Et, dans sa tanière ou dans sa loge, quand il fait bien nuit, quand aucun bruit n’annonce à la captive la vigilance de ses gardiens; quand son flair subtil ne démêle aux alentours aucune trace, alors commencent les bondissements de cette nature sauvage. Alors, elle étire ses membres pour les assouplir aux élans de l’indépendance attendue; alors, elle a des cris, des bonds ou des extases, que ne surprend jamais l’œil de l’homme.

Pour Jeanne, ce fut ainsi. Tout à coup elle entendit marcher dans son corridor; elle entendit les clefs tinter dans le trousseau du guichetier; elle entendit solliciter la serrure massive.

«Que me veut-on?» pensa-t-elle en se redressant attentive et muette.

Le guichetier entra.

– Qu’y a-t-il, Jean? demanda Jeanne de sa voix douce et indifférente.

– Madame veut-elle me suivre? dit-il.

– Où cela?

– En bas, madame.

– Comment, en bas?…

– Au greffe.

– Pour quoi faire, je vous prie?

– Madame…

Jeanne s’avança vers cet homme qui hésitait, et elle aperçut, à l’extrémité du corridor, les archers de la prévôté, que d’abord elle avait rencontrés en bas.

– Enfin, s’écria-t-elle avec émotion, dites-moi ce que l’on veut de moi au greffe?

– Madame, c’est monsieur Doillot, votre défenseur, qui voudrait vous entretenir.

– Au greffe?

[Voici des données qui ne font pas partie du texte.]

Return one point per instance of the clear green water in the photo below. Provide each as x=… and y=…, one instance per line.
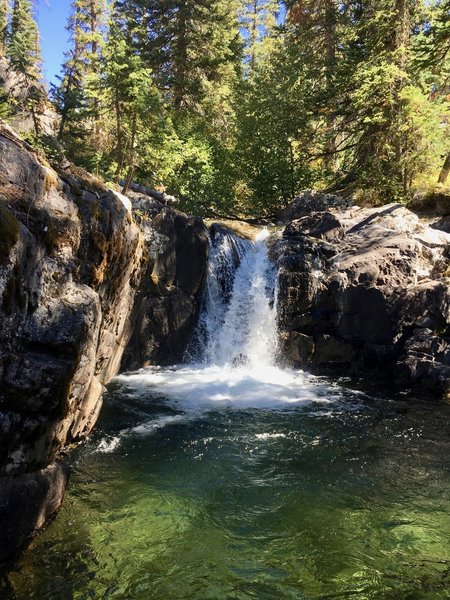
x=343, y=500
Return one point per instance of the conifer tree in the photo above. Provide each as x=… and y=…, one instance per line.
x=4, y=14
x=257, y=20
x=75, y=97
x=24, y=47
x=131, y=96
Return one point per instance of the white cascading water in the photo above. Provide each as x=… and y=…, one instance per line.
x=235, y=347
x=238, y=320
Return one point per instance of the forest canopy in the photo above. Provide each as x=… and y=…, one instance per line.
x=237, y=106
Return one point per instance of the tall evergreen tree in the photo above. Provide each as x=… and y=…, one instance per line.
x=24, y=47
x=77, y=106
x=257, y=20
x=4, y=15
x=131, y=96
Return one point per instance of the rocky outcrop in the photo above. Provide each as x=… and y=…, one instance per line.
x=365, y=292
x=166, y=308
x=28, y=104
x=85, y=286
x=70, y=263
x=311, y=201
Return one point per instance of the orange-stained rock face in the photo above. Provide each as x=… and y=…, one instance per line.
x=79, y=279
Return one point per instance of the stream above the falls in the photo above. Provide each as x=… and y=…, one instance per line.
x=229, y=477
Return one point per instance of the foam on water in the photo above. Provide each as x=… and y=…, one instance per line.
x=235, y=347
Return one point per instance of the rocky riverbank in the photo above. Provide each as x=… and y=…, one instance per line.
x=80, y=280
x=365, y=292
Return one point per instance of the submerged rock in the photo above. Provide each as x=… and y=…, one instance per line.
x=365, y=292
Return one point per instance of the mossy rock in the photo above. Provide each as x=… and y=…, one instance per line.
x=9, y=233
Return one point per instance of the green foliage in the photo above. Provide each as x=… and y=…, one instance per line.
x=224, y=105
x=24, y=47
x=4, y=15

Pourquoi pas ici, puisque plusieurs fois il a eu la permission d’y venir?

– Madame, c’est que monsieur Doillot a reçu des lettres de Versailles, et qu’il veut vous en donner connaissance.

Jeanne ne remarqua point combien était illogique cette réponse. Un seul mot la frappa: des lettres de Versailles, des lettres de la cour, sans doute, apportées par le défenseur lui-même.

– Est-ce que la reine aura intercédé auprès du roi après la publication de l’arrêt? Est-ce que?…

Mais à quoi bon faire des conjectures; avait-on le temps, cela était-il nécessaire quand, après deux minutes, on pouvait trouver la solution du problème.

D’ailleurs, le porte-clefs insistait; il agitait ses clefs comme un homme qui, à défaut de bonnes raisons, objecte une consigne.

– Attendez-moi un peu, dit Jeanne, vous voyez que je m’étais déjà déshabillée pour prendre un peu de repos, j’ai tant fatigué ces jours derniers.

– J’attendrai, madame; mais, je vous en prie, songez que monsieur Doillot est pressé.

Jeanne ferma sa porte, passa une robe un peu plus fraîche, prit un mantelet, et vivement arrangea ses cheveux. Elle mit à peine cinq minutes à ces préparatifs. Son cœur lui disait que monsieur Doillot apportait l’ordre de partir sur-le-champ, et le moyen de traverser la France d’une façon à la fois discrète et commode! Oui, la reine avait dû penser à ce que son ennemie fût enlevée le plus tôt possible. La reine, à présent que l’arrêt était rendu, devait s’efforcer d’irriter cette ennemie le moins possible, car si la panthère est dangereuse enchaînée, que ne doit-on pas craindre d’elle quand elle est libre? Bercée par ces heureuses pensées, Jeanne vola plutôt qu’elle ne courut derrière le porte-clefs, qui lui fit descendre le petit escalier par où déjà on l’avait menée à la salle d’audience. Mais au lieu d’aller jusqu’à cette salle, au lieu de tourner à gauche pour entrer au greffe, le geôlier se tourna vers une petite porte située à droite.